The invention relates to the field of multi-die integration, in particular to a mixed address programming method facing a packaging level multiprocessor. The flexibility of data access is increased by sharing the allocation of the memory address space, the memory access delay is reduced, and the communication efficiency and the system performance are improved.

Description

Mixed address programming method for packaging-level multiprocessor
Technical Field
The invention relates to the field of multi-die integration, in particular to a mixed address programming method for a packaging-level multiprocessor.
Background
In a monolithic asic, all components are designed and fabricated in the same process on a single silicon wafer. As process dimensions shrink, the cost and development cycle for developing such integrated circuits becomes extremely high. Under the circumstances, through continuous research and exploration, developers find that multi-die integration is a necessary choice for the development of integrated circuits, that is, a plurality of functionally different and verified and unpackaged chip components are interconnected and assembled together and packed into a chip whole in the same package, so as to form a package-level network nop (network on package). These dies can be made by different processes and from different manufacturers, thus greatly shortening and reducing the development cycle and difficulty. The difficulty of multi-die integration is how to efficiently interconnect the dies and ensure that higher performance of the micro-system is realized under the constraint of power consumption. The existing communication protocol facing multi-die integration is a special protocol or has poor universality; or the technical system is too bulky and difficult to use. Under the condition that a multi-die interconnection bus protocol is immature, how to define the multi-die interconnection bus protocol meeting the development requirement of the current integrated circuit in China and complete the construction of a new generation of integrated microsystem is a main task in the current stage based on the practical situation and the current technical level in China.

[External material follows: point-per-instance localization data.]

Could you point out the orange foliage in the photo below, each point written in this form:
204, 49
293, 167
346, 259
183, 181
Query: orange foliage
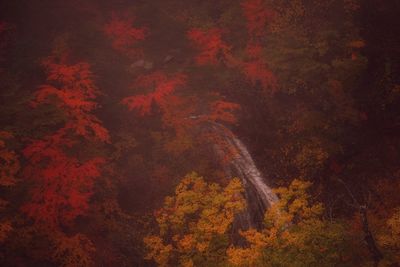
124, 35
222, 111
209, 43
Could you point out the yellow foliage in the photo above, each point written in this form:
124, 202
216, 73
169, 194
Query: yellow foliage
193, 219
389, 239
295, 234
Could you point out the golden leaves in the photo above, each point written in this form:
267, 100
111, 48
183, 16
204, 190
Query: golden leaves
196, 216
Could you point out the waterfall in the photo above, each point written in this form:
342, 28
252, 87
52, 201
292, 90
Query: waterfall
239, 163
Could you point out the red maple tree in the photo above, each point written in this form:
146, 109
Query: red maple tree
63, 183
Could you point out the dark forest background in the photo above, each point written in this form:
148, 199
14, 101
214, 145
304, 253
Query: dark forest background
102, 107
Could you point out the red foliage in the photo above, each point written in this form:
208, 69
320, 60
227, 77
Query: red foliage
124, 35
222, 111
163, 85
62, 183
209, 43
75, 90
257, 71
257, 16
4, 37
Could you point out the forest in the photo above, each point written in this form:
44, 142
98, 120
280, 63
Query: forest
199, 133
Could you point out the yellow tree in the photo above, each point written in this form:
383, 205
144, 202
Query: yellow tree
194, 222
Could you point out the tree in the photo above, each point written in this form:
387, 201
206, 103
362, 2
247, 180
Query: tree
194, 223
295, 234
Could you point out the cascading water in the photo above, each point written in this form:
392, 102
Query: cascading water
240, 164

In order to design a complete microsystem architecture, a data sharing mode, a data exchange flow and an interface design need to be determined. The micro system architecture relates to interconnection, data transmission and data sharing among a plurality of processors, and is a core technology for realizing the micro system. Therefore, it is necessary to design a data sharing manner and an addressing manner to ensure fast interaction between a plurality of processors, thereby constructing a high-performance microsystem. There are two basic schemes for common multiprocessor data sharing, one is a scheme based on shared storage, and the other is a scheme based on distributed storage. The scheme based on shared storage adopts a global sharing mode and has a uniform addressing space, and each processor can access all the storage spaces. Although Data movement between processors can be simplified into simple access and memory operations by adopting a shared memory mode, global sharing also brings about the maintenance problem of memory consistency, which has higher design requirements on an interconnected bare chip (a bare chip level Network (NoD) is taken as a core, and various standard protocol interface conversion, configuration units, clock management and other circuits form the bare chip which can be actually used), requires the realization of the support of a consistency protocol of Cache (Cache) and a DDR (double Data rate) main memory in the interconnected bare chip, needs to design a set of special consistency hardware system to ensure the consistency of all memories in the global, and greatly increases hardware overhead and design difficulty. The scheme based on distributed storage adopts mutually independent addressing spaces, so that each processor cannot access the storage spaces of other processors, and program distribution and scheduling cannot be flexibly carried out. This requires that each processing unit be properly assigned and programmed during programming, requiring programmers to be familiar with the specific hardware architecture, which greatly increases programming difficulty.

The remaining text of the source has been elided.